CardBench: A Benchmark for Learned Cardinality Estimation in Relational Databases
Cardinality estimation is crucial for enabling high query performance in
relational databases. Recently learned cardinality estimation models have been
proposed to improve accuracy but there is no systematic benchmark or datasets
which allows researchers to evaluate the progress made by new learned
approaches and even systematically develop new learned approaches. In this
paper, we are releasing a benchmark, containing thousands of queries over 20
distinct real-world databases for learned cardinality estimation. In contrast
to other initial benchmarks, our benchmark is much more diverse and can be used
for training and testing learned models systematically. Using this benchmark,
we explored whether learned cardinality estimation can be transferred to an
unseen dataset in a zero-shot manner. We trained GNN-based and
transformer-based models to study the problem in three setups: 1-)
instance-based, 2-) zero-shot, and 3-) fine-tuned.
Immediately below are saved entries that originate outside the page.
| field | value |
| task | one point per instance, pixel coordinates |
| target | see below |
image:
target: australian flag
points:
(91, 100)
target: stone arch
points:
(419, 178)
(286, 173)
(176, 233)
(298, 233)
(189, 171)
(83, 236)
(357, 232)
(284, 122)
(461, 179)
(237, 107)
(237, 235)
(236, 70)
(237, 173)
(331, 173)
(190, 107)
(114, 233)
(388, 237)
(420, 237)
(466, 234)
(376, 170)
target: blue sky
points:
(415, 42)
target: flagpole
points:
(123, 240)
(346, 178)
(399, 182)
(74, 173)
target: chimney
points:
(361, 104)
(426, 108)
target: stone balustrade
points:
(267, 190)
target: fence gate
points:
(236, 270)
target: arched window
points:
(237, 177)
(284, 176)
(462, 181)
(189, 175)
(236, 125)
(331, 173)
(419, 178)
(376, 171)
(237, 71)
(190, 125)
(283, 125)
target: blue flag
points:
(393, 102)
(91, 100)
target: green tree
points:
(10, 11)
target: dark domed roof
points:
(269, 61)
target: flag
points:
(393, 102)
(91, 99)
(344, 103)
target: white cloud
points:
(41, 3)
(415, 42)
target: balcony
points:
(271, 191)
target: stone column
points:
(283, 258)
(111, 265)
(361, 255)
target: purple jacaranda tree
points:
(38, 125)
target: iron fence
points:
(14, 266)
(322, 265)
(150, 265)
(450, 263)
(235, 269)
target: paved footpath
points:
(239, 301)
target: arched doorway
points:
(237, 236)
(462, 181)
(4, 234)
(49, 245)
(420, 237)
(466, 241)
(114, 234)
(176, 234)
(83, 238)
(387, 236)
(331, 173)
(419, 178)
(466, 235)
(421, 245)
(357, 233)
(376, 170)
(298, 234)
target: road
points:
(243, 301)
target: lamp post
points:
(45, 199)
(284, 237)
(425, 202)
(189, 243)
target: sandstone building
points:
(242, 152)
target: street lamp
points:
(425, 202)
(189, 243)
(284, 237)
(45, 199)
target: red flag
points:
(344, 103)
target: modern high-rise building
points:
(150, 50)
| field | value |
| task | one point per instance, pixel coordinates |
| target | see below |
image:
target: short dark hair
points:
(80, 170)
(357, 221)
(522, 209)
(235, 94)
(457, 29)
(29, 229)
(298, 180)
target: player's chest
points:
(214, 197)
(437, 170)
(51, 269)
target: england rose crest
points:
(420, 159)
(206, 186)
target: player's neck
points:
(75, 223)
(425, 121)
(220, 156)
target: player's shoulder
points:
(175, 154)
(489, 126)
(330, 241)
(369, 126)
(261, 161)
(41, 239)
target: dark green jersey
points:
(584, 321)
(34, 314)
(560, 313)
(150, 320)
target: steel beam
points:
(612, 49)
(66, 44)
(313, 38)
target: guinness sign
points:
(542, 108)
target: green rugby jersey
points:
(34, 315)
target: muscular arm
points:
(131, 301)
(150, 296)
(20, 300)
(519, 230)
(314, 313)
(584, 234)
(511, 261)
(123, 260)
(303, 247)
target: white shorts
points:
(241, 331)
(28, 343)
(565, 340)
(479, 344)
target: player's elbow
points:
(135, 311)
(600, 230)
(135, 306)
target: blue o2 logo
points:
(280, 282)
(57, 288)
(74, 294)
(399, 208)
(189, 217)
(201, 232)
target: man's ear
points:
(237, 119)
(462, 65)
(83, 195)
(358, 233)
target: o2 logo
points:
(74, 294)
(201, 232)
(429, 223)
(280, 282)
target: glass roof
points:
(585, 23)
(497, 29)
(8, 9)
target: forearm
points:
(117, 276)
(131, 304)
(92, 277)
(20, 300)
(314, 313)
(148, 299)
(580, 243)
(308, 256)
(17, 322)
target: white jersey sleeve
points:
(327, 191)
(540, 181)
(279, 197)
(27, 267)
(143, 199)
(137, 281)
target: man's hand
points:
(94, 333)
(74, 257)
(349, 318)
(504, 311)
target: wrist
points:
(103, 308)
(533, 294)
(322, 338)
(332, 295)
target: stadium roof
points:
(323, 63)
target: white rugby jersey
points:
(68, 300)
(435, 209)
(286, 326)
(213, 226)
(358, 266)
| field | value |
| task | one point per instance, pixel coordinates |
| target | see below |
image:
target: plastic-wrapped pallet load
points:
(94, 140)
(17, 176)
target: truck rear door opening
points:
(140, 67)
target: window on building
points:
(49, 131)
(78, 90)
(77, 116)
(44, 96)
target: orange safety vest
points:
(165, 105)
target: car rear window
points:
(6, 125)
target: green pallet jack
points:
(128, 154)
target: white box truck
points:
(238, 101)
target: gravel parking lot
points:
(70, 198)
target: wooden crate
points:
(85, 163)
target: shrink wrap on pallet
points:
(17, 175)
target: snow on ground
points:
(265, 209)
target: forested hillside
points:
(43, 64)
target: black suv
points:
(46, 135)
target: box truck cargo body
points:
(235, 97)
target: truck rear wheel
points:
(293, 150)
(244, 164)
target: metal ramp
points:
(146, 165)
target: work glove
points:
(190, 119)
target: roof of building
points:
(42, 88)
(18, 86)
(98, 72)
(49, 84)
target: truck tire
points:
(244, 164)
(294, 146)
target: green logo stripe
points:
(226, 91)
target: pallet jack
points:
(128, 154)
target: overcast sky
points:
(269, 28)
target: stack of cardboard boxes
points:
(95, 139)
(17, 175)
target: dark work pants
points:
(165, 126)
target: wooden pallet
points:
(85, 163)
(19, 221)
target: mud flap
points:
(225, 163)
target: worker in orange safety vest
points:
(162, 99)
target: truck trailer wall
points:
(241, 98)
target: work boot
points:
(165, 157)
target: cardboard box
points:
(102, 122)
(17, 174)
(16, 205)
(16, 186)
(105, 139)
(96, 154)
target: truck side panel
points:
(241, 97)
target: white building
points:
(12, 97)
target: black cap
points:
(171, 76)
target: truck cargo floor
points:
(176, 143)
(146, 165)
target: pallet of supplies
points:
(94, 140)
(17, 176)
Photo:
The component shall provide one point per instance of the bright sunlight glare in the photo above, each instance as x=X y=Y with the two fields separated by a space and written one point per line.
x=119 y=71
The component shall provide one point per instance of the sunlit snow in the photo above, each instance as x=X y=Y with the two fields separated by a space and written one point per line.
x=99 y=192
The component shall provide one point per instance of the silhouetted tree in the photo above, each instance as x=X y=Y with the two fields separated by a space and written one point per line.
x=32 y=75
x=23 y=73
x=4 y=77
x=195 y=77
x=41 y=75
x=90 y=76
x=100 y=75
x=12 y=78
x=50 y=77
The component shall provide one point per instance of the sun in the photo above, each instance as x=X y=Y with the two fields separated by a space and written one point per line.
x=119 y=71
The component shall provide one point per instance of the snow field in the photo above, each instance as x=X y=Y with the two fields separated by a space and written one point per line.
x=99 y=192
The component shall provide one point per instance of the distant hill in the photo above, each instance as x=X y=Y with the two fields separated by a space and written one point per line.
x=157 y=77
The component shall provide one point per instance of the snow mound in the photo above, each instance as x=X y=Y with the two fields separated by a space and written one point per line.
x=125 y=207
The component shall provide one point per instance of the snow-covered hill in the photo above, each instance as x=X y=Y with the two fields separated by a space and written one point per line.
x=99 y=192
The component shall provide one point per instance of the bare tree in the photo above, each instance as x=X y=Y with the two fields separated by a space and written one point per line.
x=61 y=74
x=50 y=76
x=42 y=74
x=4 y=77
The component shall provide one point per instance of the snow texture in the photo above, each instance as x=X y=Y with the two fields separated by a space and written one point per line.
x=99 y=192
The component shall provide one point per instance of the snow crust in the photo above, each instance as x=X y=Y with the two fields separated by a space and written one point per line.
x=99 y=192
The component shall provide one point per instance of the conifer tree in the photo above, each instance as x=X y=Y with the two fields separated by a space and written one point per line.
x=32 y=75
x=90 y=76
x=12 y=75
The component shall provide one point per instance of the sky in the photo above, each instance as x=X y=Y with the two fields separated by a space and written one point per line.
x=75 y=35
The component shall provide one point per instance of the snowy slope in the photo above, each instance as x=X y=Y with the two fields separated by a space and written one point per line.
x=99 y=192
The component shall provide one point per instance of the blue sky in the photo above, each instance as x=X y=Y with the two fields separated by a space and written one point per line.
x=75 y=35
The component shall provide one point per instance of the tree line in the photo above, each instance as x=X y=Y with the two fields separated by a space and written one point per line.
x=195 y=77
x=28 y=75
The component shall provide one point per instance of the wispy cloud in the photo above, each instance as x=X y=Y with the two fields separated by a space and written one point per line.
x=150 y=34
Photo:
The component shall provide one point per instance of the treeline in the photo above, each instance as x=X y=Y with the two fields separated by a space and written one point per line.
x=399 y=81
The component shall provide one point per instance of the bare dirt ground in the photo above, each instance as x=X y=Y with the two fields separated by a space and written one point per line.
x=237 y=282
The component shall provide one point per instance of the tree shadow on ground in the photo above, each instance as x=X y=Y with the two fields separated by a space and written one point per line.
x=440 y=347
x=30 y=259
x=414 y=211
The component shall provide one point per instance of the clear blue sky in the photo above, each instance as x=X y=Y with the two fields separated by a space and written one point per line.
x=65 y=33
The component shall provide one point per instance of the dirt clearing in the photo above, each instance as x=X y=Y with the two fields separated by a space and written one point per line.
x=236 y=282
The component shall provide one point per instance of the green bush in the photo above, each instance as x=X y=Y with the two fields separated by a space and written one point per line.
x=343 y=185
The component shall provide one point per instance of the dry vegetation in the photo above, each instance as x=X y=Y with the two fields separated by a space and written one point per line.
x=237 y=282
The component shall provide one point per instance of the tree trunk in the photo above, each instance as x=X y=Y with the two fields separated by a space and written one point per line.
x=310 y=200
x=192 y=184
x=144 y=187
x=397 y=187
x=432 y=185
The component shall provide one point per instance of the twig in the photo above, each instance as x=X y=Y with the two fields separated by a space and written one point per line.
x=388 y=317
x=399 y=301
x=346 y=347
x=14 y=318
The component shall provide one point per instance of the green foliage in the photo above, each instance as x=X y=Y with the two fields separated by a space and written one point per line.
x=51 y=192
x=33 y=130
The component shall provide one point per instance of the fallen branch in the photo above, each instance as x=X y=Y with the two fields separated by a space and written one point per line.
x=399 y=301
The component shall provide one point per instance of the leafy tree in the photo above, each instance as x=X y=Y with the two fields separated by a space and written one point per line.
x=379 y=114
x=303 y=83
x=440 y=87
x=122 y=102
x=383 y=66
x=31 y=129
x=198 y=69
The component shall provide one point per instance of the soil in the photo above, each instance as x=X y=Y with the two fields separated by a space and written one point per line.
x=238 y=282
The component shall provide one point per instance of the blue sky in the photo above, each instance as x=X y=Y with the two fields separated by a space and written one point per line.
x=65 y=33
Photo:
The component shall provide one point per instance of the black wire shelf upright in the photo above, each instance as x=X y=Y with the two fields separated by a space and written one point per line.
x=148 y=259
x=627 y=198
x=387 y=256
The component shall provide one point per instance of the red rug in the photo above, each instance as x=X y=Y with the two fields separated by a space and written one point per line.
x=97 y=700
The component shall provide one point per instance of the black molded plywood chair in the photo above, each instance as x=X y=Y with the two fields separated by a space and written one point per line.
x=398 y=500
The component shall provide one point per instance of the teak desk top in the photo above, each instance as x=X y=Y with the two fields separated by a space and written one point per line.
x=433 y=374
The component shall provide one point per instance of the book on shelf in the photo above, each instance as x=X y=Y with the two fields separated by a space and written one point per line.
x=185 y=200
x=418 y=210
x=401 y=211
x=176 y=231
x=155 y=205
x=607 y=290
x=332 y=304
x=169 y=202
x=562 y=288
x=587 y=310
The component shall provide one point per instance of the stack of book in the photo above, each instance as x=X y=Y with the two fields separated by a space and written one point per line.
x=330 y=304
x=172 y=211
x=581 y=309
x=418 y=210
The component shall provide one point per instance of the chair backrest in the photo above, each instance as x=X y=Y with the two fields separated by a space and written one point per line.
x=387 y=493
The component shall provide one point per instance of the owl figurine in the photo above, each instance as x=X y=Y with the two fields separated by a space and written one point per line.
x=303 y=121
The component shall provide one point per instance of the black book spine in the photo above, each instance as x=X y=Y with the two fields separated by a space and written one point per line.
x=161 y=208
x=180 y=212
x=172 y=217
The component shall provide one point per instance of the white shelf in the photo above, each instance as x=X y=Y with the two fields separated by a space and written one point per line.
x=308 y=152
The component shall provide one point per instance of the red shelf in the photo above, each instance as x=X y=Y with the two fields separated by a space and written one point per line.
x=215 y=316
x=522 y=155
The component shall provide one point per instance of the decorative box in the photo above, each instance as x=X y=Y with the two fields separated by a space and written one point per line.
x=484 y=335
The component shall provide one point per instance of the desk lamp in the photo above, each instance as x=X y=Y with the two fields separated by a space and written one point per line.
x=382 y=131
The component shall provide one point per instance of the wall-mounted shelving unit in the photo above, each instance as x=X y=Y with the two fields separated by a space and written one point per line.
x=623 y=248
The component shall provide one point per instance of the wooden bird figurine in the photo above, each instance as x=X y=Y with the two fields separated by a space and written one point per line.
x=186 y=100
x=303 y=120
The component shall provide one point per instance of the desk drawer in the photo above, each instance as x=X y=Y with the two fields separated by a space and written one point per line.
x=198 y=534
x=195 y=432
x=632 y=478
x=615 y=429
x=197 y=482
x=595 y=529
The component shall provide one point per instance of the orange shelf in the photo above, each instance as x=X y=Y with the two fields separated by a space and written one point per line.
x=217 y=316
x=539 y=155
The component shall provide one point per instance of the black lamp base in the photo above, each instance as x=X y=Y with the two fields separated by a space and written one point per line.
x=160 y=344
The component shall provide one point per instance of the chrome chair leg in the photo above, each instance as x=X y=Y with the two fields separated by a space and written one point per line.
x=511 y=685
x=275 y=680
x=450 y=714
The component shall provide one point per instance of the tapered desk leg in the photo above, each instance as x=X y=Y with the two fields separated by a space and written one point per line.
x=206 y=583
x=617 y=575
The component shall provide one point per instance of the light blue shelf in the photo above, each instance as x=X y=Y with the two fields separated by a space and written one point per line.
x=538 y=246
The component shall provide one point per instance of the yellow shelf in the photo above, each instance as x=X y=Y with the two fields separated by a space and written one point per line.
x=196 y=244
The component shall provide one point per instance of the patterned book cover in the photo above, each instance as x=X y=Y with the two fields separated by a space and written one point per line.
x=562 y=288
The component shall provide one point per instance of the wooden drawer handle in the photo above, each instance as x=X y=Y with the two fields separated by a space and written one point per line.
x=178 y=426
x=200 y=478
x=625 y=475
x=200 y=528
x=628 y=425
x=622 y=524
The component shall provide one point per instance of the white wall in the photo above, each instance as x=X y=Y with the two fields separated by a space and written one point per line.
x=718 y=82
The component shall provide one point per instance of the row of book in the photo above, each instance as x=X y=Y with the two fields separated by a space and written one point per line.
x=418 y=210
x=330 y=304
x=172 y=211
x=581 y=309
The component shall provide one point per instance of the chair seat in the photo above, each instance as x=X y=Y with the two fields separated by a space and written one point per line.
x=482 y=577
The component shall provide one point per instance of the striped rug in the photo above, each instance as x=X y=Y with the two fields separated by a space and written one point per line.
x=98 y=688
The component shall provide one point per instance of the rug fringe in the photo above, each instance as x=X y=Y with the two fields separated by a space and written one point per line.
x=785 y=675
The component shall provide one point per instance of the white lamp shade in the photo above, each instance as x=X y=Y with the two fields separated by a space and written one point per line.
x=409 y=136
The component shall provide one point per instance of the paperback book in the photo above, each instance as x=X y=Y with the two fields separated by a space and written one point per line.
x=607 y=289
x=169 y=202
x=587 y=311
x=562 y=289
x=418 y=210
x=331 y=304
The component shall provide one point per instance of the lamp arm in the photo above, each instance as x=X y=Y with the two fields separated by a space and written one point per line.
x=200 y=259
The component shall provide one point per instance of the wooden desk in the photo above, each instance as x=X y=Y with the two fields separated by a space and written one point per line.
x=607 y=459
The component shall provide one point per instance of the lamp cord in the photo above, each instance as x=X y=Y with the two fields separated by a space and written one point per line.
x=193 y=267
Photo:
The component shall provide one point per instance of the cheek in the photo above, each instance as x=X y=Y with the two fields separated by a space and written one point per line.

Our results show that while
we get promising results for zero-shot cardinality estimation on simple single
table queries; as soon as we add joins, the accuracy drops. However, we show
that with fine-tuning, we can still utilize pre-trained models for cardinality
estimation, significantly reducing training overheads compared to instance
specific models. We are open sourcing our scripts to collect statistics,
generate queries and training datasets to foster more extensive research, also
from the ML community on the important problem of cardinality estimation and in
particular improve on recent directions such as pre-trained cardinality
estimation.